Ce blog a pour vocation de recevoir les créations des élèves du collège Le Clergeon (Rumilly) et de leur faire (re) découvrir le plaisir des mots et des couleurs au travers des rencontres de grands artistes ... Vous Trouverez aussi les écrits de mes anciens élèves du collège Michel Servet (Annemasse) Laissez- vous aller au gré de vos envies, et prenez la plume ou le pinceau pour exprimer vos joies, vos peines ou vos espoirs ...
Je vomis le monde qui pourtant m'engloutit.
Je vomis cette société de grands, oligarchie gigantesque où l'argent fait le bonheur et où Cupidon tombe face aux rafales racistes.
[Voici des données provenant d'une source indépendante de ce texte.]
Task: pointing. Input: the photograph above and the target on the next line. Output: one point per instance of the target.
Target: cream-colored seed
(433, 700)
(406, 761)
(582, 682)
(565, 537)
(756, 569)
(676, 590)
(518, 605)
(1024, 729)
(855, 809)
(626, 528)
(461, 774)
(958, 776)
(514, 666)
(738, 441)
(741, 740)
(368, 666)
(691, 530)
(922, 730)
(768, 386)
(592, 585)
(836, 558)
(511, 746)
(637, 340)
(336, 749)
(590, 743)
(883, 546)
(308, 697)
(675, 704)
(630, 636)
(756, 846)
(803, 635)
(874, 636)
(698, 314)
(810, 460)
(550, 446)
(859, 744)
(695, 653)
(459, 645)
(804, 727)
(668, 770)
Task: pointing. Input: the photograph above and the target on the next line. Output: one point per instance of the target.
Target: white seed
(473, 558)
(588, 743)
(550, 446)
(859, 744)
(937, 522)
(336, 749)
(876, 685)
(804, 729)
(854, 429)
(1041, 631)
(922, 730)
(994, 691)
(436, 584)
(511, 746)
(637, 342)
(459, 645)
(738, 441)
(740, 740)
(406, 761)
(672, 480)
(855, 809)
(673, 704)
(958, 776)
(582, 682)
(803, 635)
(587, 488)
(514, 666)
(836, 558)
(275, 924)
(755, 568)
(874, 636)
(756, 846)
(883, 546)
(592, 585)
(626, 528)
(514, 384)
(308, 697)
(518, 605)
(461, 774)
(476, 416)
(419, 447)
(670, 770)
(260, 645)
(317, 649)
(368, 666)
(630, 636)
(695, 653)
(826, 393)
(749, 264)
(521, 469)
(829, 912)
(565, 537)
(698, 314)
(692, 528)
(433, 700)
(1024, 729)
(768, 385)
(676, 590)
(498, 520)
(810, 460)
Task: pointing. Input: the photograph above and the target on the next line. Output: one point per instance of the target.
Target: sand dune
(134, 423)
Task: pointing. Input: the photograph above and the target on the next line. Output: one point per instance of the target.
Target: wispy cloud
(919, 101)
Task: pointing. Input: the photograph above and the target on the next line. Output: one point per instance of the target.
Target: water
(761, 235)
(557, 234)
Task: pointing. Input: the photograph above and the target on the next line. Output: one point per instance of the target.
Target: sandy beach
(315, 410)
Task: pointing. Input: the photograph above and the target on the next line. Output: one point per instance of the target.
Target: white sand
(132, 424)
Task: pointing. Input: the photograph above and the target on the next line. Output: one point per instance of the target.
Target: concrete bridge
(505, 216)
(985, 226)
Qui sommes nous pour tuer, juger de la mort d'un homme ? Sommes nous tombés si bas que la pomme de Newton? Ce monde tourne à l'échec et personne pour sauver le roi. Bile informe, flot grouillant. Je regarde ces idiots guidés par la loi du labeur regagner leurs logis pour vivre encore quelques heures.
Je vomis ma planète qui est tellement polluée que les gens mettent un masque pour ne pas être asphyxiés? Et ces débris de ghettoisation, esclaves des temps modernes, qui n'ont rien à penser. Qui balancent du "ta mère" face aux tuteurs mal formés. Moutons innombrables et bergers omniprésents. Nous sommes tous piégés, aucune chance de sortir, un seul homme ne peut sauver 7 milliards d'avenirs. Alors je prends mon rail et suis le cours de ma vie. Nantie dans un système qui juge l'efficacité. L'intelligence d'unhomme est vite oubliée. Apprends bien tes leçons et grimpe les échelons, gerbe tes cours sur une feuille et on te prédit ton futur.
Je me noie dans cette bile noirâtre, en attendant que les choses changent ... Je traîne mon fardeau le long des sentiers sombres. La nuit comme seule confidente à mon délaissement. Un monde noir et blanc où tous les chats sont gris ... Mon coeur, vilain bourreau, pourquoi fais-tu souffrir? Ignoble petit être lacérant mes souvenirs. partout où je te tire, tu répands la tristesse, la haine comme seul écho. Informe muscle carmin, je t'exècre au fond de moi. Pourquoi fais-tu le mal, pourquoi m'as-tu maudite à toutes ces misères que je laisse dans mes pas ? Cadavres amoureux gisant dans le fossé. J'avance de l'avant, pour fuir un immonde passé.
Ne m'approchez jamais, je suis la mal aimante, je brise vos ardeurs autant que vos sentiments.
Honni soit mon coeur crachant sur vos émois d'un geste négligeant, ne m'approchez jamais ou vous souffrirez de mille tourments.